10 Examples of "Rifle Through" in Sentences

To help you better understand this phrase, here are some examples:

  • He rifled through the papers on his desk to find his passport.
  • She loved to rifle through the hand-me-downs from her older cousins.
  • The guard prevented him from rifling through the evidence locker.
  • I heard him rifling through the kitchen drawers in the middle of the night.
  • He rifled through the papers on the surface of his desk, looking for the missing report.
  • She had to whisk away her diary before her sister could rifle through it and discover her secrets.
  • She rifled through the clothes in the wardrobe, trying to find something to wear.
  • The burglar rifled through the drawers, looking for valuables.
  • They rifled through dozens of boxes during the move to find the kitchen utensils.
  • He always carried around a backpack full of unread books. He just liked to rifle through them and pretend he was smart.

Examples of "Rifle Through" in Pop Culture

This phrase is also seen in various forms of pop culture, especially in scenes depicting hurried searches or investigations.

Let's look at some examples:

  • In an article titled “Rifle vs. Riffle” by Maeve Maddox, she discusses how the phrase “rifle through” is often seen in books. She provides an example where the authors say, “He rifled through the papers in the file.
  • In an article titled “XTC Albums Ranked from Worst to Best – The Ultimate Guide” by Adam Smith, he mentions that "XTC is turning 40 this year, so what better time to rifle through their extensive back catalog and arrange it in order of greatness..."

Synonyms: Other/Different Ways to Say "Rifle Through"

Here are some alternative phrases that express the same idea:

  • Search through
  • Dig through
  • Rummage through
  • Scour
  • Root through
  • Go through
  • Sift through
  • Scramble through
  • Sort through
  • Look through

10 Frequently Asked Questions About "Rifle Through":

  • What does "rifle through" mean?

"Rifle through" means to search through something quickly and roughly, often creating a bit of a mess.

  • Is "rifle through" a negative expression?

It can have negative connotations, especially if it implies disrespect for the items or lack of permission to search through them.

  • Can "rifle through" be used in a formal context?

It's more common in informal speech. In formal contexts, phrases like "search through" might be more suitable.

  • Does "rifle through" always imply finding something?

No, the focus is on the act of searching rather than the success of finding.

  • Is "rifle through" an old-fashioned term?

No, it's still commonly used in modern English, especially in spoken language.

  • What is the origin of "rifle through"?

The phrase comes from the verb "rifle," which means to plunder or search thoroughly, originating from Old French.

  • Can "rifle through" be used figuratively?

Yes, it can be used figuratively to describe a thorough or hasty examination of non-physical things, like ideas.

  • Is "rifle through" related to the firearm called a rifle?

No, despite the similarity in spelling, "rifle through" is unrelated to the firearm.
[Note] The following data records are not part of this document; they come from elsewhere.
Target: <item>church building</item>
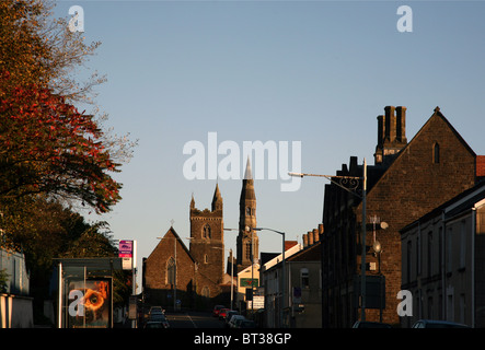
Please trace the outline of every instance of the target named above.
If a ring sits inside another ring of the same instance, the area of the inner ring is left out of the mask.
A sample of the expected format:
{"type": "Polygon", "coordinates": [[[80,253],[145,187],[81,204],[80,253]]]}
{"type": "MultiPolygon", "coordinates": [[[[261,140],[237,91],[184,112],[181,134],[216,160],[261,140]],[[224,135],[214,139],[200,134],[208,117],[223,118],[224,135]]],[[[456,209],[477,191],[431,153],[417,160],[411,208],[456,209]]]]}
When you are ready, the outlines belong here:
{"type": "MultiPolygon", "coordinates": [[[[223,200],[218,184],[210,209],[197,209],[192,197],[189,221],[188,248],[171,226],[150,256],[143,258],[142,290],[149,305],[162,305],[169,310],[229,305],[231,275],[224,272],[223,200]]],[[[247,160],[240,198],[234,280],[236,272],[258,256],[257,234],[252,232],[255,226],[256,196],[247,160]]],[[[229,266],[227,270],[230,271],[229,266]]]]}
  • How do I use "rifle through" in a sentence?

You can use it to describe someone searching quickly and messily through things, like: "She rifled through her bag to find her phone."

  • Can "rifle through" be replaced with "rummage"?
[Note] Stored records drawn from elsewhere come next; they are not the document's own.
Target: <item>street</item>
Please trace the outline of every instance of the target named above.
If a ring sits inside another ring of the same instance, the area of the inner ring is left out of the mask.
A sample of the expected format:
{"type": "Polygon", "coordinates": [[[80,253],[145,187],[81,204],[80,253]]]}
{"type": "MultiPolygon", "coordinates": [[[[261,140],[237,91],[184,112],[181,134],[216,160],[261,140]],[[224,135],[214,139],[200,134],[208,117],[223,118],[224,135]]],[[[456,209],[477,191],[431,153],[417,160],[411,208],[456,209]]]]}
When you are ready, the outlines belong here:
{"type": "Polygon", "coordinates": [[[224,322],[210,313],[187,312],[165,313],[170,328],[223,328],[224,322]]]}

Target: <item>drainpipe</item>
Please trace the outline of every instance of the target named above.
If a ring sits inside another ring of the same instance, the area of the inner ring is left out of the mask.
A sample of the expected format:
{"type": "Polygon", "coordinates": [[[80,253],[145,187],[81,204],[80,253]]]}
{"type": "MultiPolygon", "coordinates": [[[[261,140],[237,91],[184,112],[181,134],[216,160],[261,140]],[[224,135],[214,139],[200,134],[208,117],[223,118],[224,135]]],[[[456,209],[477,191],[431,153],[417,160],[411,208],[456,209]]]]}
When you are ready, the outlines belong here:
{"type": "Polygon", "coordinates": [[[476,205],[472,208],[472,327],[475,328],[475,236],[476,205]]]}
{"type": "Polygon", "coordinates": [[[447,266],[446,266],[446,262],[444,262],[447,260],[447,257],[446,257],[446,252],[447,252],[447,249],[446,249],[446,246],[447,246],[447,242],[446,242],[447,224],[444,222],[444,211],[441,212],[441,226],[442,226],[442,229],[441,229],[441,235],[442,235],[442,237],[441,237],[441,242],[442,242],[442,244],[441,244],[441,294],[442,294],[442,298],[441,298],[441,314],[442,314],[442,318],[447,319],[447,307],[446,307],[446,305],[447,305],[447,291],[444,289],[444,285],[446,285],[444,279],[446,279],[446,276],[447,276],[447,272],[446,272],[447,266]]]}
Yes, "rummage" is a close synonym and can often be used interchangeably with "rifle through."

Final Thoughts About "Rifle Through"

The phrase "rifle through" is a vivid and expressive way to describe a hurried and messy search through a group of items. It's widely used in everyday language to convey the urgency and intensity of the search, often with a hint of disorganization or desperation. The phrase is a part of spoken and written English, finding its place in various contexts, from literature to everyday conversations.

To recap:

  • It is commonly used to describe a hasty and disorganized search.
  • While it can carry a slightly negative connotation, it's a neutral term in many contexts.
  • The phrase originates in the Old French word "rifler," meaning to scratch, scrape, or plunder.
  • It's a versatile phrase, applicable in both literal and figurative contexts.